一方、父は、なぜか母を避けているように見える。母を見るたびに、苛立ちと嫌悪を覚えるようだ。駆け落ちまでして結ばれた二人の間に、何が起こったのか。
家族は、修復不可能なまでに壊れていく。
母は優しかったが、時々、とても残酷な仕打ちをして私を困惑させる。
また、兄を溺愛しつつも雛鳥が飛び立つのを邪魔するかのように大金を与え続け、兄をスポイルしていく。
やがて父は若くして病に倒れ、世を去る。
実家に住み着く謎の女、恋人となった母の金をせびりつづけるニセ実業家。寄生虫のような不気味な人物たちが、母のもとに吸い寄せられてくる。

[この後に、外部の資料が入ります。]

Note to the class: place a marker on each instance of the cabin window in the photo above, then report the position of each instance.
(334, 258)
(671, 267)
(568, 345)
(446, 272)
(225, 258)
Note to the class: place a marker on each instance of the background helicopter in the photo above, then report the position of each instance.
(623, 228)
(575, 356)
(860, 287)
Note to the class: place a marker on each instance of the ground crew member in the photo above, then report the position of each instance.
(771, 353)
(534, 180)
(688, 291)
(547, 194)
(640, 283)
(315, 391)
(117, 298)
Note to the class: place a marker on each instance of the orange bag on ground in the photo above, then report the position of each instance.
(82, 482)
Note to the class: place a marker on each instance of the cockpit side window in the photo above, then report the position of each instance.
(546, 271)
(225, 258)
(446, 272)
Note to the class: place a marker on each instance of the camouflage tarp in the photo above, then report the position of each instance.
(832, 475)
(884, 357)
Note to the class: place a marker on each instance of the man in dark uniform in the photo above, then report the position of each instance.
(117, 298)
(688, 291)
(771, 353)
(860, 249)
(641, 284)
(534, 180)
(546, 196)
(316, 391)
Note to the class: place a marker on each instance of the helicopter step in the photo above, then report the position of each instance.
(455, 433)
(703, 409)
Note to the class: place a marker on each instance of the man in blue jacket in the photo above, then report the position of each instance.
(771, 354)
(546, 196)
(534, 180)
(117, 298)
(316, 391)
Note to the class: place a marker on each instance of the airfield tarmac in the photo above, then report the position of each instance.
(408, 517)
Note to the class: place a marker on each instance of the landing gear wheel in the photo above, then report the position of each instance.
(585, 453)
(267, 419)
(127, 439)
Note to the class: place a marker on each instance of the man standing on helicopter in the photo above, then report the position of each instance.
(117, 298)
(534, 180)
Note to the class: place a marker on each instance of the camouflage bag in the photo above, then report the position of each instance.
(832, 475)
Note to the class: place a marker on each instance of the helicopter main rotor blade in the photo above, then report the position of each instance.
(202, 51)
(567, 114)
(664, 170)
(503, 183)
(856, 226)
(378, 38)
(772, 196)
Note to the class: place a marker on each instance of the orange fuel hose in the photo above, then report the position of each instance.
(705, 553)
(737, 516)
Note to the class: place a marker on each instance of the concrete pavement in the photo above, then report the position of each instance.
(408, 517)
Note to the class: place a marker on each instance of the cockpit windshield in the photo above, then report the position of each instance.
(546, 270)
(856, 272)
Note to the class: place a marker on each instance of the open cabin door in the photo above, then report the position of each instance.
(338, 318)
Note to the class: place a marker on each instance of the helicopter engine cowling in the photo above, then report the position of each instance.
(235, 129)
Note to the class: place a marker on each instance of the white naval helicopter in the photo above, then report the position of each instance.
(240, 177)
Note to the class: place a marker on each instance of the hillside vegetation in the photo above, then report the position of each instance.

月日が過ぎ、誰にも入り込めない共依存関係だった母と兄も、もういない。
それぞれは優しい人だったのに、どうして家族はすれ違い続け、ついには壊れてしまったのか。ただ一人残された「私」の、真実を探す旅が始まる。
心にいつまでも刺さったままの棘を抜くために。
家族を心の中にもう一度取り戻すために。
本文の一部を公開します。おたのしみください。
母のことは、未だによく理解することができない。私が知る母が、本当の彼女の姿だったかどうかもわからない。母と私の間には常に薄い膜のようなものが張っていて、最後の最後まで、一度もその膜を完全に取り除くこと[…]
続きを読む兄に対して、父は常に厳しかった。父が兄を可愛がっていた時期もあったはずだけれど、私にはその記憶がない。きっと、言い争っていた時期が長すぎて、穏やかな日々の記憶を消したのだと思う。兄が成長するにつれ父と[…]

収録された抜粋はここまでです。